The Institute of the Black World 21st Century (IBW), a leading research, policy and advocacy group with offices in New York and Baltimore, is holding an International Reparations Summit this week at various sites across New York City.
Speakers at the conference include Prof. Sir Hilary Beckles, vice-chancellor of the University of the West Indies and chair of the Caribbean Community’s (CARICOM) Reparations Commission; civil rights leader Rev. Jesse Jackson, Prof. Charles Ogeltree of Harvard University and Mireille Fanon Mendes France, president of the Frantz Fanon Foundation and chair of the UN Working Group of Experts on People of African descent and daughter of Frantz Fanon, the Black liberation theoretician and psychiatrist from Martinique.
During the summit, scheduled to run from April 9 to April 12, U.S. Rep. John Conyers Jr. (D-Mich.), the most senior member of Congress and the dean of the Congressional Black Caucus, will be honored for authoring HR 40, the “Commission to Study Reparation Proposals for African Americans Act,” and for his 50 years of service on Capitol Hill.
“We are delighted that the Institute of the Black World can be a clearinghouse for ideas and strategies on how to pursue reparations for historical crimes and injustices against people of African descent in the US and across the Americas,” said Dr. Ron Daniels, the institute’s president. “The courageous decision by nations in the Caribbean to demand reparations from the former European colonialists for Native Genocide and African enslavement, and the formation of a CARICOM Reparations Commission is re-energizing the Reparations Movement in the U.S. and throughout the Pan African world.”
Scores of reparations advocates, Pan-Africanists and social justice activists from across the USA, Canada, Europe, Latin America and the Caribbean are taking part in the New York summit.

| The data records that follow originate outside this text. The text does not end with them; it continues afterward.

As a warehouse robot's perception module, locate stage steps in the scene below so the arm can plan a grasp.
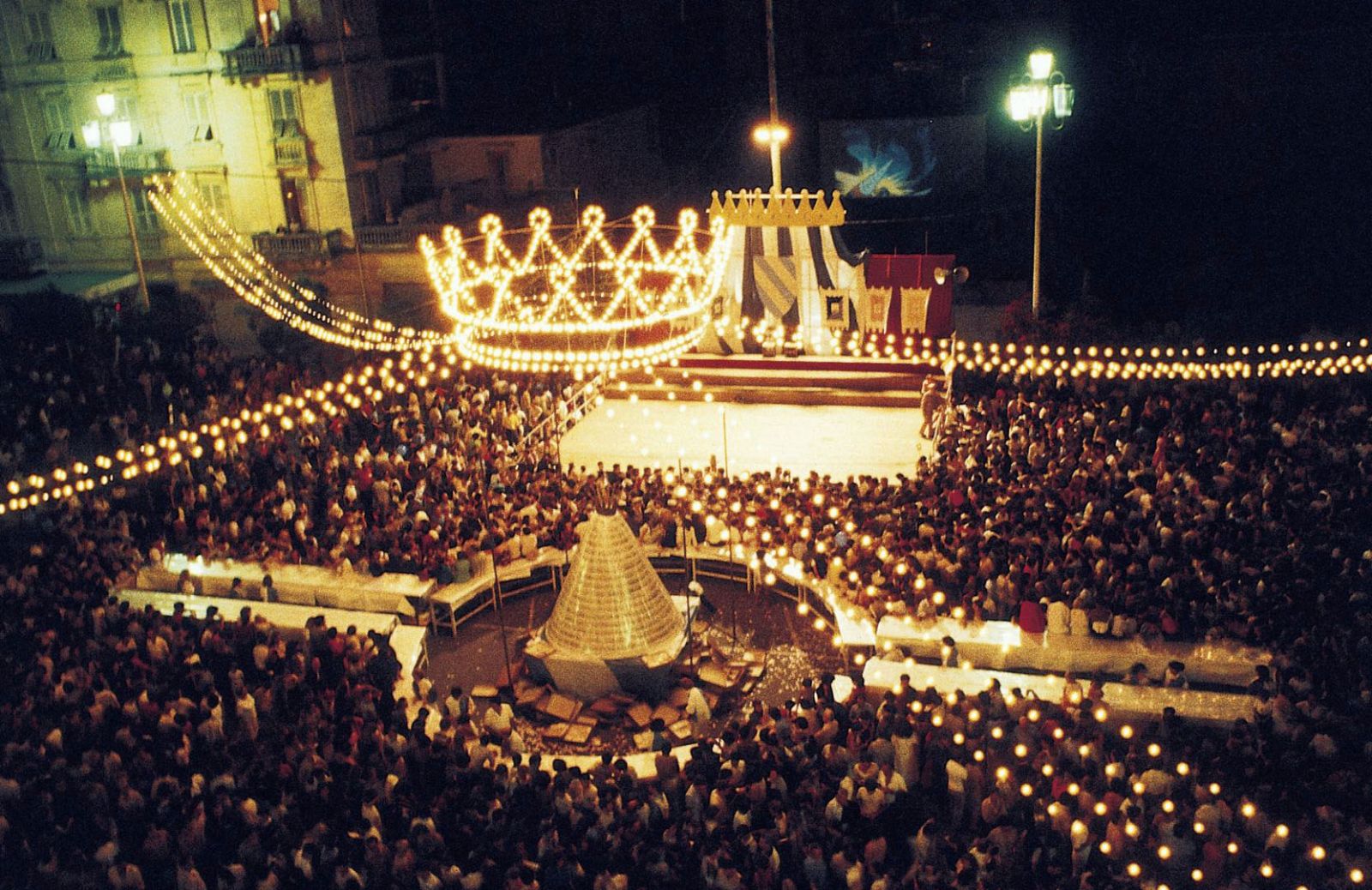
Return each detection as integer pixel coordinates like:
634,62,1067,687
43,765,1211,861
605,355,930,407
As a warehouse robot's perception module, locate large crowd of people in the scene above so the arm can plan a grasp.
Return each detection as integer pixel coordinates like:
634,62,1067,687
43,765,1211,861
0,321,1372,890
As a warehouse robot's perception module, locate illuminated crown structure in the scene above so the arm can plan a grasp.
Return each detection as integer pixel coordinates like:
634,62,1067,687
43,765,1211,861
709,189,848,226
420,207,729,373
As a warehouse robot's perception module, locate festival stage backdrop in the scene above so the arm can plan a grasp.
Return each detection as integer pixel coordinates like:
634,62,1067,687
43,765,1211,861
821,115,986,201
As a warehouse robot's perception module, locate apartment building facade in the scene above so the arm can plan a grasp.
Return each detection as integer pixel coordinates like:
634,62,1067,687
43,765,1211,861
0,0,443,296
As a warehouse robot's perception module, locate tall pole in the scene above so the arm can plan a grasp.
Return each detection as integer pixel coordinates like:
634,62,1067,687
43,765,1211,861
1029,112,1043,320
767,0,780,195
719,409,732,481
110,130,151,313
491,547,514,689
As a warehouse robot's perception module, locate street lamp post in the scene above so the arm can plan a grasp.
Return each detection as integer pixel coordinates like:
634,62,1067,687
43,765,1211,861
753,0,791,195
82,93,149,313
1006,50,1075,318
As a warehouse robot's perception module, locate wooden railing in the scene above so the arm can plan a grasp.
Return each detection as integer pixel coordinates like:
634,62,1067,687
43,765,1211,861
272,135,310,167
224,44,304,78
252,229,343,259
357,222,443,254
87,146,172,180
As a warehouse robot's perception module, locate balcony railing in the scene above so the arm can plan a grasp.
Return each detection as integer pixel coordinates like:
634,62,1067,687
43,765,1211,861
357,222,443,254
272,135,310,167
0,233,48,277
252,229,343,259
224,44,306,80
85,147,172,180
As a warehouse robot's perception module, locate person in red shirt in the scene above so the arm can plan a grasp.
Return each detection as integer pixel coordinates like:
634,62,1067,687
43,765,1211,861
1017,599,1048,634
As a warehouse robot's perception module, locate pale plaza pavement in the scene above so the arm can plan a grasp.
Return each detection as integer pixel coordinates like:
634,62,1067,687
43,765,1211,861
561,399,933,478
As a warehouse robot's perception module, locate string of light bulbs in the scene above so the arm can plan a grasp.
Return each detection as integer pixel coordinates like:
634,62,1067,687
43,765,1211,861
148,174,451,351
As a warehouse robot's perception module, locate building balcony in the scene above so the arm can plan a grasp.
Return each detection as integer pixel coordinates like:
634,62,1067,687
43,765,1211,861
352,115,435,160
0,233,48,279
85,146,172,180
224,44,309,80
252,229,343,259
272,135,310,167
357,222,443,254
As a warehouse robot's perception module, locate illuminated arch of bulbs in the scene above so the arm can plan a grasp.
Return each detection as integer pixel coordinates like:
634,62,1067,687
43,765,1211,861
148,174,451,351
420,206,730,373
713,318,1372,380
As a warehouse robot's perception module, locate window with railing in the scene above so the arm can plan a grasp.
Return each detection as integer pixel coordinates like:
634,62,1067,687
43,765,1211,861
266,87,300,139
23,9,57,62
167,0,195,52
181,89,214,142
62,187,94,234
39,93,77,151
196,176,229,219
94,5,123,57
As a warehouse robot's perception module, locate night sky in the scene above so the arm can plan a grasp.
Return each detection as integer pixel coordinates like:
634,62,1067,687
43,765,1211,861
393,0,1372,339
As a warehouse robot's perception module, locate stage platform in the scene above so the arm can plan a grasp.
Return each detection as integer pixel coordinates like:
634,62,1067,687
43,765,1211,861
620,355,938,409
561,394,933,478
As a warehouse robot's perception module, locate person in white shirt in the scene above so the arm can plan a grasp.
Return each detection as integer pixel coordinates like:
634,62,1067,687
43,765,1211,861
944,757,967,826
684,677,715,732
1048,599,1072,636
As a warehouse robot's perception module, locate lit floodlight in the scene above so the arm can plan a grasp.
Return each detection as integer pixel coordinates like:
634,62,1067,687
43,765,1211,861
420,207,729,371
753,123,791,146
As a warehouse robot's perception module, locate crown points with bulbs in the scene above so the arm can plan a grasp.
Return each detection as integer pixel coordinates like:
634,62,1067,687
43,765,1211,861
420,206,729,371
709,189,848,226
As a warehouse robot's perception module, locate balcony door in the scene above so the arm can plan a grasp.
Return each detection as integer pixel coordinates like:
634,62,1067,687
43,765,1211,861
281,177,304,232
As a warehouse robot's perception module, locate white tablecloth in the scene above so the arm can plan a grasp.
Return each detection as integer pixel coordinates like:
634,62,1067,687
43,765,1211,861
876,616,1272,687
115,590,396,634
139,553,435,615
115,590,428,698
863,658,1257,724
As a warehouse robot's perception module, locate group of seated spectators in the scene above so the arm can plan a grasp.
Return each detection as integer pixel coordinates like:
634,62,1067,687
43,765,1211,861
0,321,1372,890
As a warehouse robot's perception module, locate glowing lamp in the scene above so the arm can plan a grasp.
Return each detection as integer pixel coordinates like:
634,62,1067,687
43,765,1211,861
1051,84,1077,118
1006,84,1044,123
110,121,133,148
753,123,791,146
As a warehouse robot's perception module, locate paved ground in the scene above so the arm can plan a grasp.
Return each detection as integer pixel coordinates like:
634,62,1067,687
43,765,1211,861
561,399,933,478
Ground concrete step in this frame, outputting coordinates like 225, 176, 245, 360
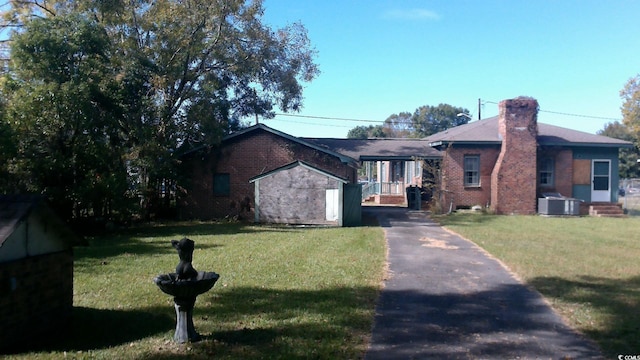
589, 203, 626, 217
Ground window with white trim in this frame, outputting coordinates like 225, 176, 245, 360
538, 157, 555, 187
464, 155, 480, 186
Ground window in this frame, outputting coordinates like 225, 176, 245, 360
213, 174, 231, 196
464, 155, 480, 186
539, 157, 555, 187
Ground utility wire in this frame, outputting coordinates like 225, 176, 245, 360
482, 100, 622, 121
276, 114, 384, 123
270, 100, 622, 127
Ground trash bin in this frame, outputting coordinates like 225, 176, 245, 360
407, 185, 422, 210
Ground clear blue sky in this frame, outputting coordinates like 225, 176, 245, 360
263, 0, 640, 138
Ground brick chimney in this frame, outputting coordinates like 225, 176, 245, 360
491, 97, 538, 215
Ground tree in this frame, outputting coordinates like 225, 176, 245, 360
411, 104, 469, 137
347, 125, 387, 139
383, 112, 415, 138
620, 75, 640, 178
597, 121, 640, 179
2, 0, 319, 221
3, 16, 126, 218
620, 75, 640, 141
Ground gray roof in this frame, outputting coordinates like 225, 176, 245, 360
425, 116, 633, 147
222, 123, 359, 167
0, 195, 83, 247
304, 138, 442, 161
249, 160, 349, 184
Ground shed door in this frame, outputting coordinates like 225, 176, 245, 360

Leaders of national reparations commissions, committees and task forces from 11 CARICOM nations will interface with leaders of the recently formed European Reparations Commission and with members of the National African-American Reparations Commission (NAARC) which will be formally launched during the conference.
The NAARC will be comprised of some of the leading scholars, activists, attorneys, economists and historians in Black America. In the months ahead, the NAARC will hold a series of town hall meetings across the country designed to solicit ideas from African-American communities on what should constitute a comprehensive program that advocates for reparations for the historical crimes of slavery and segregation.
“The main purpose of the International Summit is to advance the public discussion and debate around reparations issues and to provide a platform for advocates from around the world to dialogue, learn from each other, strategize collectively, support and reinforce each other’s campaigns, build bridges across geographical and linguistic barriers and co-ordinate action plans,” said Don Rojas, IBW’s director of communications. “The international nature of this summit is unprecedented in the long (and all too often ignored and marginalized) history of the reparations movement in the Americas.”
The conference, whose opening and closing public sessions are to be Webcast and audio cast live by WBAI-Pacifica Radio and Sirius XM Satellite Radio, will be held in three of New York City’s five boroughs—Manhattan, Brooklyn and Queens.
The conference begins at the historic Mother AME Zion Church in Harlem, the oldest black church in New York State and a center for the Underground Railroad back in the 19th Century. The business sessions will be held at York College in Queens and the summit will conclude with a public rally at the First AME Zion Church in Central Brooklyn, home to the largest Caribbean community in the United States.
One of the highlights at the closing rally will be inspirational music sung by a newly formed ‘Reparations Choir’, composed of members from several black churches in Brooklyn.
The three-day meeting will honor pioneers in the fight for reparations for Black Americans, including Callie House (1861-1928), a former slave who demanded that $68 million in taxes on Confederate cotton seized by the North be given to Blacks as reparations, and Queen Mother Moore (1898-1997), a longtime Harlem activist who popularized the reparations idea in the middle 20th century. It will also pay tribute to the tireless work over many years of The National Coalition of Blacks for Reparations in America (N’COBRA).